Gwendolyn Brooks (1917–2000) “Very early in life I became fascinated with the wonders language can achieve. And I began playing with words.”

Erma Bombeck (1927–1996) “When I stand before God at the end of my life, I would hope that I would not have a single bit of talent left, and could say, ‘I used everything you gave me.”

Zora Neale Hurston (1891–1960) “Sometimes I feel discriminated against, but it does not make me angry. It merely astonishes me. How can anyone deny themselves the pleasure of my company? It’s beyond me.”

Dorothy West (1907–1998) “When I was seven, I said to my mother: May I close my door? And she said: “Yes, but why do you want to close your door?” And I said ‘Because I want to think.’ And when I was eleven, I said to my mother: ‘May I lock my door?’ And she said: “Yes, but why do you want to lock your door?” And I said: ‘Because I want to write.’”

Toni Morrison (1931 — ) “If there’s a book that you want to read, but it hasn’t been written yet, then you must write it.”

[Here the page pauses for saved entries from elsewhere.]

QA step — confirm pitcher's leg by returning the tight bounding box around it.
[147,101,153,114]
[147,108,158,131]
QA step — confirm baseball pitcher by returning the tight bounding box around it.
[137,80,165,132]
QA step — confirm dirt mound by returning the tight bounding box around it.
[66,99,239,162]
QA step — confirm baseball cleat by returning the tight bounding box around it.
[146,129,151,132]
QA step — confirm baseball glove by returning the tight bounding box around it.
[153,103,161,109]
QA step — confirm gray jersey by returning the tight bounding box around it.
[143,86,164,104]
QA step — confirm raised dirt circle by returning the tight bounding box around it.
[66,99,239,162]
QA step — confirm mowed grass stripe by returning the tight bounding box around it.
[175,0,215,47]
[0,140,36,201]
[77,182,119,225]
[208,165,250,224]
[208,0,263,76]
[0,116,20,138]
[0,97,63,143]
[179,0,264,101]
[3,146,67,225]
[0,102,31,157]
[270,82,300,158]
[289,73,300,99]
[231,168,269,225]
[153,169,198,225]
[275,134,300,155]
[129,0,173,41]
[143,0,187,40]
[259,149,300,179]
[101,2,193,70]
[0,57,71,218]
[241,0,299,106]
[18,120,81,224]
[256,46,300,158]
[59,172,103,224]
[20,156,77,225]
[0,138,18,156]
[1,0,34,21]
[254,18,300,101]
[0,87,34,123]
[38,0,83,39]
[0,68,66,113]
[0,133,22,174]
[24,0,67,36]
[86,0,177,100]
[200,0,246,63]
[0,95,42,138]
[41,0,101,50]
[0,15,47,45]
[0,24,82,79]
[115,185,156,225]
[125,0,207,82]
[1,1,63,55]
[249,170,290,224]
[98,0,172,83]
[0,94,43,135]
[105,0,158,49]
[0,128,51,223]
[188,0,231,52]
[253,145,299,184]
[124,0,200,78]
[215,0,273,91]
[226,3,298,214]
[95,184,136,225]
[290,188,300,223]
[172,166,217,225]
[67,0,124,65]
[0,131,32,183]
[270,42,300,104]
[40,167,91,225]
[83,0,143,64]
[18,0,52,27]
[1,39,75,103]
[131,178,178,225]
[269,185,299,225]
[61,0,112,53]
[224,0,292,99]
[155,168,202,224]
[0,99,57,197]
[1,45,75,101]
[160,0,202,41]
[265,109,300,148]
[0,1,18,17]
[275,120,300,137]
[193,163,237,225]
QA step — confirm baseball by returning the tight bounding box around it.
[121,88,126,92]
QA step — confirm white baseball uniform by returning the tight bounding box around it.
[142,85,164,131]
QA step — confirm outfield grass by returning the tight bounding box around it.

Lucille Clifton (1936–2010) “People wish to be poets more than they wish to write poetry, and that’s a mistake. One should wish to celebrate more than one wishes to be celebrated.”

Toi Derricotte (1941 — ) “…You just keep doing it, because you’re driven to it. For me, with my first book, I was able to express anger. ..”

Rita Mae Brown (1944 — ) “Lead me not into temptation; I can find the way by myself.”

Adrienne Rich (1929–2012) “I did not choose this subject; it had long ago chosen me…”

Gloria Steinem (1934 — ) “Writing is the only thing that, when I do it, I don’t feel I should be doing something else.”

Tillie Olsen (1912–2007) “I know that I haven’t powers enough to divide myself into one who earns and one who creates.”

Molly Ivins (1944–2007) “I don’t so much mind that newspapers are dying it’s watching them commit suicide that pisses me off.”

MFK Fisher (1908 –1992) “People ask me: “Why do you write about food, and eating, and drinking? Why don’t you write about the struggle for power and security, and about love, the way the others do?” … The easiest answer is to say that, like most other humans, I’m hungry.”

Sara Lawrence Lightfoot (1944 — ) “…the integration of motherhood and the world of work is a source of ambivalence, struggle, and conflict for the great majority of women.”

Dorothy Parker (1893 –1967) “I hate writing, I love having written.” “The first thing I do in the morning is brush my teeth and sharpen my tongue.”

Gabriela Mistral (1889–1957) “What the soul does for the body the artist does for the people.”

Angela Davis (1944 — ) “What can we learn from women like Gertrude “Ma” Rainey, Bessie Smith, and Billie Holiday that we may not be able to learn from Ida B. Wells, Anna Julia Cooper, and Mary Church Terrell?”